Sem ela, você tem apenas um compromisso de compra e venda — um excelente documento de intenções, mas que não transfere a propriedade definitiva. Imagine a seguinte situação: um investidor encontra um excelente apartamento por um preço 20% abaixo do mercado. O vendedor alega que “está tudo certo”, mas que o imóvel ainda está em nome de um proprietário anterior e que eles têm um “contrato de gaveta”. O investidor, seduzido pelo lucro rápido, ignora a escritura e fecha o negócio. Dois anos depois, ao tentar revender para um comprador que precisa de financiamento bancário, o castelo de cartas desmorona. O banco jamais liberará o crédito porque a cadeia sucessória está quebrada. A liquidez do imóvel — sua capacidade de ser transformado em dinheiro rapidamente — simplesmente desaparece.
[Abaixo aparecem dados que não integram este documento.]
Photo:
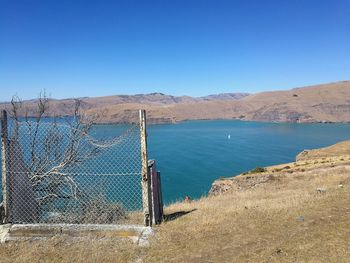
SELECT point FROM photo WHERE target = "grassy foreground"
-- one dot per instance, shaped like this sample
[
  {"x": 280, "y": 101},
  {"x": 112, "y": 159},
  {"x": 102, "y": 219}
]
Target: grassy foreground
[{"x": 301, "y": 214}]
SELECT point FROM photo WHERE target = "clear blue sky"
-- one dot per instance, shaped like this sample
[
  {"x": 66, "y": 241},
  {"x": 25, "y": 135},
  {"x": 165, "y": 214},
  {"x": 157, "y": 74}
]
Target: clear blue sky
[{"x": 76, "y": 48}]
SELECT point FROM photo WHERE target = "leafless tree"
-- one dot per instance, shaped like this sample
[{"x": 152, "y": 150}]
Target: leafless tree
[{"x": 42, "y": 171}]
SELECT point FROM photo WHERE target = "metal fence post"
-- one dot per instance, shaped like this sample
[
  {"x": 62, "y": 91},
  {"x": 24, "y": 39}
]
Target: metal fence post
[
  {"x": 145, "y": 182},
  {"x": 4, "y": 145}
]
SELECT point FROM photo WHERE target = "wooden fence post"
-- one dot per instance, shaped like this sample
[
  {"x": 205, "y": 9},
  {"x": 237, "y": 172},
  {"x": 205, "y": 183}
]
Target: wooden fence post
[
  {"x": 160, "y": 197},
  {"x": 145, "y": 182},
  {"x": 4, "y": 147}
]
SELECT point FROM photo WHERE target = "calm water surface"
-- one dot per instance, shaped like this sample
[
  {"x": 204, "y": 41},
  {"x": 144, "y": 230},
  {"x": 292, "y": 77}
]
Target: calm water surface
[{"x": 191, "y": 155}]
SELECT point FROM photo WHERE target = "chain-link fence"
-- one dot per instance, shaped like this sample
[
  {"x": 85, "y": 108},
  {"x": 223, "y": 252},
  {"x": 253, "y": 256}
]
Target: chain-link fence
[{"x": 58, "y": 172}]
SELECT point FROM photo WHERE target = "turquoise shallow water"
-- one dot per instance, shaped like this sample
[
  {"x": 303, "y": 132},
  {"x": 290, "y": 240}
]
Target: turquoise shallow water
[{"x": 192, "y": 154}]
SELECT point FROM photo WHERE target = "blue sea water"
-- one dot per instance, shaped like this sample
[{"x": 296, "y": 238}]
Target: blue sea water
[{"x": 192, "y": 154}]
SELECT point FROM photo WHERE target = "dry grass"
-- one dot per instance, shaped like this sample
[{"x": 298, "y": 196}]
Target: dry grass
[{"x": 282, "y": 220}]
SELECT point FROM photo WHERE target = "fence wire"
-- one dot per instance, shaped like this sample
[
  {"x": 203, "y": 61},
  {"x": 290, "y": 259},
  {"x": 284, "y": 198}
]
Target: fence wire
[{"x": 59, "y": 173}]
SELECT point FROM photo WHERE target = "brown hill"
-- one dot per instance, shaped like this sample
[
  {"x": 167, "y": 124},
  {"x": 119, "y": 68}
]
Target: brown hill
[{"x": 319, "y": 103}]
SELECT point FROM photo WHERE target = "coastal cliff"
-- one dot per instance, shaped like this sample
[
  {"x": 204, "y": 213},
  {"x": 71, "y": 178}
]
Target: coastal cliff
[{"x": 308, "y": 163}]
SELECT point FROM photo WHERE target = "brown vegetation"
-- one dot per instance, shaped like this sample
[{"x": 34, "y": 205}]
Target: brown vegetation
[{"x": 274, "y": 216}]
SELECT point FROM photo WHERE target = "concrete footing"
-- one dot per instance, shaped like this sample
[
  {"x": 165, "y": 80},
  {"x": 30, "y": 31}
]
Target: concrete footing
[{"x": 19, "y": 232}]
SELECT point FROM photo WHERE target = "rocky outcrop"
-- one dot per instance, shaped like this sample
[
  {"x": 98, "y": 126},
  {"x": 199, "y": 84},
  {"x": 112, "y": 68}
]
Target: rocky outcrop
[{"x": 308, "y": 161}]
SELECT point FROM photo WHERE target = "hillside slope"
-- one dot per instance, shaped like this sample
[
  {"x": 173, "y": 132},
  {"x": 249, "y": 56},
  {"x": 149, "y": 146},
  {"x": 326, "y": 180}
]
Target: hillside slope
[
  {"x": 320, "y": 103},
  {"x": 298, "y": 212}
]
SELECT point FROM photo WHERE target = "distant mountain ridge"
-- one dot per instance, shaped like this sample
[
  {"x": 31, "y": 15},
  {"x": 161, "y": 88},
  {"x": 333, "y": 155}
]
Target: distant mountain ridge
[{"x": 319, "y": 103}]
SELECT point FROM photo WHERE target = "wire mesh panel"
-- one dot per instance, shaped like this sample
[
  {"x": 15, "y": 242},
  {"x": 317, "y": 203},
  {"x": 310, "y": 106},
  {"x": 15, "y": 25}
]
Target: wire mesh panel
[{"x": 61, "y": 172}]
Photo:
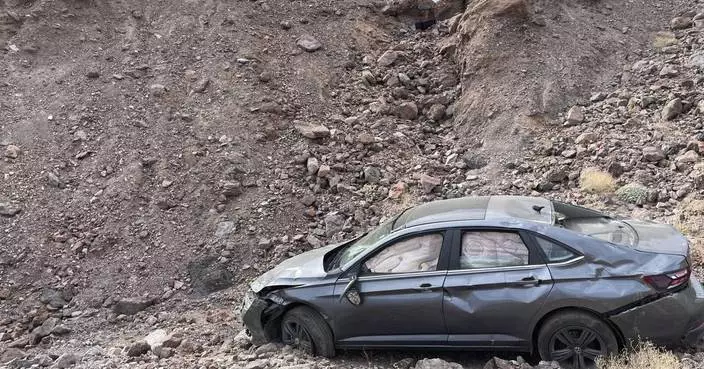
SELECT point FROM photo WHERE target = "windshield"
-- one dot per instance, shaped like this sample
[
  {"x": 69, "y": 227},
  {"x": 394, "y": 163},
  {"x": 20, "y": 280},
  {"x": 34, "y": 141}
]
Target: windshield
[{"x": 345, "y": 254}]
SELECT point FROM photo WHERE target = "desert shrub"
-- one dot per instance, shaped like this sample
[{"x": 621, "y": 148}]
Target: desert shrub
[
  {"x": 633, "y": 193},
  {"x": 593, "y": 180},
  {"x": 643, "y": 356}
]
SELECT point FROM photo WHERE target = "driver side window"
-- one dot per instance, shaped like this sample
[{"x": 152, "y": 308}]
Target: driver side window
[{"x": 413, "y": 254}]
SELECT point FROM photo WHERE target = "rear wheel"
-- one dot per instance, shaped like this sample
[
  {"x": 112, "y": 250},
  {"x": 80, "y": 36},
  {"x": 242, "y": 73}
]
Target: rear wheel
[
  {"x": 576, "y": 340},
  {"x": 304, "y": 329}
]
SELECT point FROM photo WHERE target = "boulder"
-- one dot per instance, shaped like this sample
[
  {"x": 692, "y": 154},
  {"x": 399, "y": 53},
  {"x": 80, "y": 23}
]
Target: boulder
[
  {"x": 429, "y": 183},
  {"x": 131, "y": 306},
  {"x": 575, "y": 115},
  {"x": 309, "y": 43},
  {"x": 312, "y": 131},
  {"x": 653, "y": 154},
  {"x": 672, "y": 109},
  {"x": 207, "y": 275}
]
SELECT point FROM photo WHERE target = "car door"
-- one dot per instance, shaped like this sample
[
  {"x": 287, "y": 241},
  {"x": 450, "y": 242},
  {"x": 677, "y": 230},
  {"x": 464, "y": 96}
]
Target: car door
[
  {"x": 400, "y": 286},
  {"x": 496, "y": 284}
]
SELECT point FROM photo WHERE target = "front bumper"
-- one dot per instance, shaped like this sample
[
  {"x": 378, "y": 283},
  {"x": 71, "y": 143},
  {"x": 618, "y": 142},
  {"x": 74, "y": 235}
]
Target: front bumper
[
  {"x": 259, "y": 317},
  {"x": 674, "y": 320}
]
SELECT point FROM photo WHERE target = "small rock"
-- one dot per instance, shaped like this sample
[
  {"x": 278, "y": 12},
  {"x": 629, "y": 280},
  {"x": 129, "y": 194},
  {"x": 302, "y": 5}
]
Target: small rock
[
  {"x": 157, "y": 90},
  {"x": 686, "y": 160},
  {"x": 309, "y": 43},
  {"x": 653, "y": 154},
  {"x": 366, "y": 139},
  {"x": 54, "y": 180},
  {"x": 474, "y": 160},
  {"x": 372, "y": 175},
  {"x": 312, "y": 131},
  {"x": 163, "y": 352},
  {"x": 266, "y": 348},
  {"x": 12, "y": 151},
  {"x": 388, "y": 58},
  {"x": 598, "y": 96},
  {"x": 672, "y": 109},
  {"x": 436, "y": 112},
  {"x": 139, "y": 348},
  {"x": 324, "y": 171},
  {"x": 201, "y": 85},
  {"x": 575, "y": 115},
  {"x": 66, "y": 360},
  {"x": 230, "y": 188},
  {"x": 429, "y": 183},
  {"x": 586, "y": 138},
  {"x": 173, "y": 341},
  {"x": 312, "y": 165},
  {"x": 156, "y": 338},
  {"x": 668, "y": 71},
  {"x": 680, "y": 23},
  {"x": 407, "y": 110},
  {"x": 308, "y": 200},
  {"x": 189, "y": 347},
  {"x": 397, "y": 190},
  {"x": 334, "y": 222},
  {"x": 368, "y": 77},
  {"x": 131, "y": 306},
  {"x": 225, "y": 228},
  {"x": 8, "y": 210}
]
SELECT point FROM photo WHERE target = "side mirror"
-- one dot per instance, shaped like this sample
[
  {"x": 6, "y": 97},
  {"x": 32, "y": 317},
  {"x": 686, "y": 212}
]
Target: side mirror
[{"x": 351, "y": 292}]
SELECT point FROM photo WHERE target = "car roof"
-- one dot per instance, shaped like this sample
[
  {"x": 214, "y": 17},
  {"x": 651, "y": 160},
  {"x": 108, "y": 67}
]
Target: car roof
[{"x": 536, "y": 209}]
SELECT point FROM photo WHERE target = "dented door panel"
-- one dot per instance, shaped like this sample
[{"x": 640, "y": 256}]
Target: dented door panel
[{"x": 494, "y": 308}]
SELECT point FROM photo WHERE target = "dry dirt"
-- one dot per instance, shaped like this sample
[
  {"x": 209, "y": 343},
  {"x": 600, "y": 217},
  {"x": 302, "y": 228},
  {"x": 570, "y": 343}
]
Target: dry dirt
[{"x": 151, "y": 149}]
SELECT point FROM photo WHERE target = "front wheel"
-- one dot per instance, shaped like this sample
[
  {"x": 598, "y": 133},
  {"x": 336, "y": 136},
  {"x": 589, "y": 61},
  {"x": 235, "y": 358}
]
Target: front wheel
[
  {"x": 576, "y": 340},
  {"x": 304, "y": 329}
]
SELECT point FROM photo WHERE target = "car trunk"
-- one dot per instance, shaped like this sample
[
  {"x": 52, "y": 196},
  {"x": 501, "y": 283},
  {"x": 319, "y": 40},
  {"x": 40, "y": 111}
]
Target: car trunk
[{"x": 659, "y": 238}]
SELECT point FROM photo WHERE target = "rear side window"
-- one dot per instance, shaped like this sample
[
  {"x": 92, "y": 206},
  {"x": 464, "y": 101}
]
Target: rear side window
[
  {"x": 489, "y": 249},
  {"x": 554, "y": 253},
  {"x": 414, "y": 254}
]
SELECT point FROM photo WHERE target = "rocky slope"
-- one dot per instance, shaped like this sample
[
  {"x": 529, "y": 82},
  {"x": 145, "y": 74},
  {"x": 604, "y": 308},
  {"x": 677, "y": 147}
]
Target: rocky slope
[{"x": 158, "y": 155}]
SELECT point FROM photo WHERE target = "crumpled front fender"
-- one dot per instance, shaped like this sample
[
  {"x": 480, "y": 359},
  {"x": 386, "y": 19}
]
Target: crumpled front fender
[{"x": 260, "y": 319}]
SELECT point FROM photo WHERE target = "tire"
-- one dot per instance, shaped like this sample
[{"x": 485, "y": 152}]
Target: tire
[
  {"x": 304, "y": 329},
  {"x": 575, "y": 339}
]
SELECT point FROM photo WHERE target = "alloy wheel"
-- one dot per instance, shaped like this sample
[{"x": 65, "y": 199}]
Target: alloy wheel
[
  {"x": 294, "y": 334},
  {"x": 577, "y": 347}
]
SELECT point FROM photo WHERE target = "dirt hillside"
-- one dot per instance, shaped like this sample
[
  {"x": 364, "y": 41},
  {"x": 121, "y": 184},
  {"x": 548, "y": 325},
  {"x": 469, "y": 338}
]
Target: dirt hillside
[{"x": 158, "y": 155}]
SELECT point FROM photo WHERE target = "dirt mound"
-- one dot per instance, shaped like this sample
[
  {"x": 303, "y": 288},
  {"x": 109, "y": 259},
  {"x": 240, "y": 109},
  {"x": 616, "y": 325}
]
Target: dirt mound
[
  {"x": 156, "y": 151},
  {"x": 523, "y": 61}
]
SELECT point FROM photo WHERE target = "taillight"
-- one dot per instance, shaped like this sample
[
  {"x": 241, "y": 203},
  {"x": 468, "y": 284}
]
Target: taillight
[{"x": 668, "y": 280}]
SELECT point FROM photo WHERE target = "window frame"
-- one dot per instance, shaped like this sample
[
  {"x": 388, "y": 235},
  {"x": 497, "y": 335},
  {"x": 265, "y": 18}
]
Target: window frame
[
  {"x": 577, "y": 255},
  {"x": 443, "y": 258},
  {"x": 535, "y": 255}
]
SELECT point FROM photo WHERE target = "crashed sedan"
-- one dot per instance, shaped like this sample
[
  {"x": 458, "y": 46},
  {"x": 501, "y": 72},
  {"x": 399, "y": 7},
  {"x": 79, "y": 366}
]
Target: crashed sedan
[{"x": 487, "y": 273}]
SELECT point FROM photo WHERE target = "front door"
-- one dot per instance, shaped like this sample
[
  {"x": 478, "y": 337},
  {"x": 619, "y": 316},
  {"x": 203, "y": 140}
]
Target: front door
[
  {"x": 496, "y": 285},
  {"x": 401, "y": 296}
]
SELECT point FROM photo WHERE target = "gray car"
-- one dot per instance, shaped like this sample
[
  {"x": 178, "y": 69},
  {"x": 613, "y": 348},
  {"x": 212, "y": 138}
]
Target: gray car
[{"x": 487, "y": 273}]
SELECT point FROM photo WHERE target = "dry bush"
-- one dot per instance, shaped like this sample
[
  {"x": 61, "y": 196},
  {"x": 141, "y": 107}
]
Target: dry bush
[
  {"x": 644, "y": 355},
  {"x": 593, "y": 180}
]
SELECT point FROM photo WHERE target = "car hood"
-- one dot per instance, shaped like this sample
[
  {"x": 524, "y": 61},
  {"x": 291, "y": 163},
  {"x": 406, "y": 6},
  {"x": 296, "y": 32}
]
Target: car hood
[
  {"x": 297, "y": 270},
  {"x": 660, "y": 238}
]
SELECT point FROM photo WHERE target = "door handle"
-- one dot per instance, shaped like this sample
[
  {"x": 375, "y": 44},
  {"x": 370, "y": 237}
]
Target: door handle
[{"x": 529, "y": 281}]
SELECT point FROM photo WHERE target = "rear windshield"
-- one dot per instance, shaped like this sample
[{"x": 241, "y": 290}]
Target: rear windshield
[{"x": 595, "y": 224}]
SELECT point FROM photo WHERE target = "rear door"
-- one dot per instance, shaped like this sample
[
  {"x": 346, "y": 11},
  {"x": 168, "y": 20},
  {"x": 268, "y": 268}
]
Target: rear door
[
  {"x": 496, "y": 284},
  {"x": 401, "y": 295}
]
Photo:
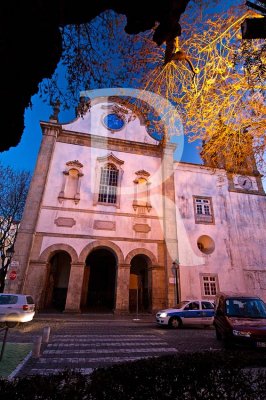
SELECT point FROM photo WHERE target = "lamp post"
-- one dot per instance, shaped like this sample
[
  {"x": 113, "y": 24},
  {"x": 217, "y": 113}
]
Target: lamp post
[
  {"x": 10, "y": 252},
  {"x": 6, "y": 260},
  {"x": 175, "y": 271}
]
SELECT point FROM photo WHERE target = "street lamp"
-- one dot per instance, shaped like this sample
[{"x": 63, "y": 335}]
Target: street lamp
[{"x": 175, "y": 271}]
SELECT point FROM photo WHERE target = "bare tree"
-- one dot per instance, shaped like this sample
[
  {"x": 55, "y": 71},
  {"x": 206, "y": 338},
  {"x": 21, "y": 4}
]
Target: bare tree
[{"x": 14, "y": 187}]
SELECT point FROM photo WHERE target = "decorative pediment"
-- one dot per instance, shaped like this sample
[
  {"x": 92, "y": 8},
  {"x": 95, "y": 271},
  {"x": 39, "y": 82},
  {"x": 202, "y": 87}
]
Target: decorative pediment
[
  {"x": 74, "y": 163},
  {"x": 110, "y": 158}
]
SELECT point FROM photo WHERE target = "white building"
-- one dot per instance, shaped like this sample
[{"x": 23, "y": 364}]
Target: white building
[{"x": 109, "y": 211}]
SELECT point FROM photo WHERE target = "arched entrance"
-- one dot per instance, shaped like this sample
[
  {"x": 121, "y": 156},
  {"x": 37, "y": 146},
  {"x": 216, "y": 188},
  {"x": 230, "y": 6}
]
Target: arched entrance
[
  {"x": 57, "y": 282},
  {"x": 99, "y": 281},
  {"x": 139, "y": 285}
]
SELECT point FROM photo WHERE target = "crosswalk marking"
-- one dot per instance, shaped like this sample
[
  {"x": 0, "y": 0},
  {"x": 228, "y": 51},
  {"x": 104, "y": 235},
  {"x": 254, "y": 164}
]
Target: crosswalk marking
[
  {"x": 85, "y": 352},
  {"x": 111, "y": 351}
]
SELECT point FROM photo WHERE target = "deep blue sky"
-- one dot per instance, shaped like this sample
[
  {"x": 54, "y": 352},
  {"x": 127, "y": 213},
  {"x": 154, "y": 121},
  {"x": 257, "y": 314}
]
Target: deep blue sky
[{"x": 25, "y": 154}]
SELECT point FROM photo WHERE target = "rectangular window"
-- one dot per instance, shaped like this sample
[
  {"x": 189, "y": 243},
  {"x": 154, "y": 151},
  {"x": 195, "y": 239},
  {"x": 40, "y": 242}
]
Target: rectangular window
[
  {"x": 209, "y": 285},
  {"x": 203, "y": 210},
  {"x": 108, "y": 185}
]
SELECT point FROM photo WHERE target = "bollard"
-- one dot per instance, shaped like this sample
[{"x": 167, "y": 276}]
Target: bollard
[
  {"x": 36, "y": 350},
  {"x": 46, "y": 334}
]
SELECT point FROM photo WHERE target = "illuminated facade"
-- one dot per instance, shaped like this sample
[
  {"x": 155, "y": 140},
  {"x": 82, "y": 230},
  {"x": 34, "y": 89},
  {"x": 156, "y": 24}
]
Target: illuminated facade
[{"x": 109, "y": 211}]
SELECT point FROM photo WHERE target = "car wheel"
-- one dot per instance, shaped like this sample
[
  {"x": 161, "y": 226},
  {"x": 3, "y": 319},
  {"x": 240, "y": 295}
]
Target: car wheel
[
  {"x": 227, "y": 344},
  {"x": 218, "y": 334},
  {"x": 175, "y": 322},
  {"x": 12, "y": 324}
]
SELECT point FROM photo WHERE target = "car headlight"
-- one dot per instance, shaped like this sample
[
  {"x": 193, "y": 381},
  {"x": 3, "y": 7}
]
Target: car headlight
[{"x": 241, "y": 333}]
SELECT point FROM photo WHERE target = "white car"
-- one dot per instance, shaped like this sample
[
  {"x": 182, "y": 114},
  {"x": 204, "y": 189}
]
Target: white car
[
  {"x": 15, "y": 308},
  {"x": 189, "y": 312}
]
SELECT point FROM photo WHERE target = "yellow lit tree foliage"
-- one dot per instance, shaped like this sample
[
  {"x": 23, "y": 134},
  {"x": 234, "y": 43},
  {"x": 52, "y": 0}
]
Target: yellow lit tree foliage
[
  {"x": 218, "y": 91},
  {"x": 215, "y": 79}
]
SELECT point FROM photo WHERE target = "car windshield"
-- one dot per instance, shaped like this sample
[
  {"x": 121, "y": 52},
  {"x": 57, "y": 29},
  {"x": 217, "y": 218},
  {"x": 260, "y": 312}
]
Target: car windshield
[
  {"x": 245, "y": 308},
  {"x": 181, "y": 304},
  {"x": 8, "y": 299}
]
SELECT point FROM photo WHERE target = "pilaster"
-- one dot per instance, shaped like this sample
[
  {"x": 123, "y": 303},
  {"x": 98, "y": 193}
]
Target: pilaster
[{"x": 122, "y": 293}]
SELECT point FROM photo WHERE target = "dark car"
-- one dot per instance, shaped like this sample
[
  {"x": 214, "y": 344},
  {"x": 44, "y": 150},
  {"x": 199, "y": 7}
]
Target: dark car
[{"x": 240, "y": 320}]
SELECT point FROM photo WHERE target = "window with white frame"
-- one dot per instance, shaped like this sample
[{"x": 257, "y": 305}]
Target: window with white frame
[
  {"x": 108, "y": 176},
  {"x": 203, "y": 210},
  {"x": 209, "y": 284},
  {"x": 108, "y": 184}
]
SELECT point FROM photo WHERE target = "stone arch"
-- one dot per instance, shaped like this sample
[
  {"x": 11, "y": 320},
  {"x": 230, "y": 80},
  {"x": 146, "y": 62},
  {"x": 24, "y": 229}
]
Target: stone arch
[
  {"x": 101, "y": 243},
  {"x": 48, "y": 253},
  {"x": 140, "y": 251}
]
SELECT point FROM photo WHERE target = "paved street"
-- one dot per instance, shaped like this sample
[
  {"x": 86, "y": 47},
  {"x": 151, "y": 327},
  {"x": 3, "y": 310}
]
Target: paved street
[{"x": 87, "y": 343}]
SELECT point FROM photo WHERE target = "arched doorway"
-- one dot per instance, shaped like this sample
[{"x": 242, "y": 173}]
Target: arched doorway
[
  {"x": 139, "y": 285},
  {"x": 99, "y": 281},
  {"x": 57, "y": 283}
]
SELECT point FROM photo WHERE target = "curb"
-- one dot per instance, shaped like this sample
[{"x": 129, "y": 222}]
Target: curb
[{"x": 19, "y": 367}]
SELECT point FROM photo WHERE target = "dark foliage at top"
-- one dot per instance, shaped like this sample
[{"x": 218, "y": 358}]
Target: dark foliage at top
[{"x": 31, "y": 43}]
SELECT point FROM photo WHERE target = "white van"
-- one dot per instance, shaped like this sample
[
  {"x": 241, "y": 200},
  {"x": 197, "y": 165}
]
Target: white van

A segurança jurídica é o que sustenta o valor de um ativo. Quando um imóvel possui documentação impecável, o leque de potenciais compradores se expande drasticamente. Ele se torna elegível para: Financiamentos imobiliários em qualquer instituição bancária. Uso do FGTS como parte do pagamento. Garantia em operações de crédito (home equity). Transferência rápida e segura em casos de herança ou divórcio. Por outro lado, regularizar um imóvel “no susto”, durante uma negociação em curso, é um convite ao prejuízo. Processos de inventário parados, ausência de averbação de benfeitorias ou impostos atrasados podem levar meses, senão anos, para serem resolvidos. Nesse intervalo, o comprador qualificado desiste e procura o vizinho que está com a papelada em dia. Muitos vendedores tentam fugir das taxas cartoriais e do ITBI (Imposto sobre Transmissão de Bens Imóveis) no momento da compra, acreditando que estão economizando. Na verdade, estão apenas adiando um custo que voltará corrigido e, possivelmente, com o ônus de uma desvalorização comercial. Um imóvel com “rolo” na documentação costuma sofrer um deságio severo, muitas vezes maior do que o custo das taxas que o proprietário tentou evitar lá atrás. Além da escritura, o passo final e inegociável é o Registro no Cartório de Registro de Imóveis (RGI). Enquanto a escritura diz que vocês concordaram com a venda, o registro na matrícula do imóvel avisa ao mundo que o dono agora é você. É esse ato que protege o comprador contra fraudes, como o caso de um vendedor mal-intencionado que tenta vender o mesmo imóvel para duas pessoas diferentes. O primeiro que registrar ganha a prioridade jurídica. Tratar a documentação imobiliária com o rigor que ela exige é a forma mais inteligente de proteger o seu patrimônio. Seja você um comprador de primeira viagem ou um investidor experiente, o acompanhamento de um corretor de imóveis capacitado e a análise minuciosa da certidão de ônus reais são investimentos, não despesas. A paz de espírito de saber que o seu teto é, de fato e de direito, seu, não tem preço que se pague em taxas de cartório.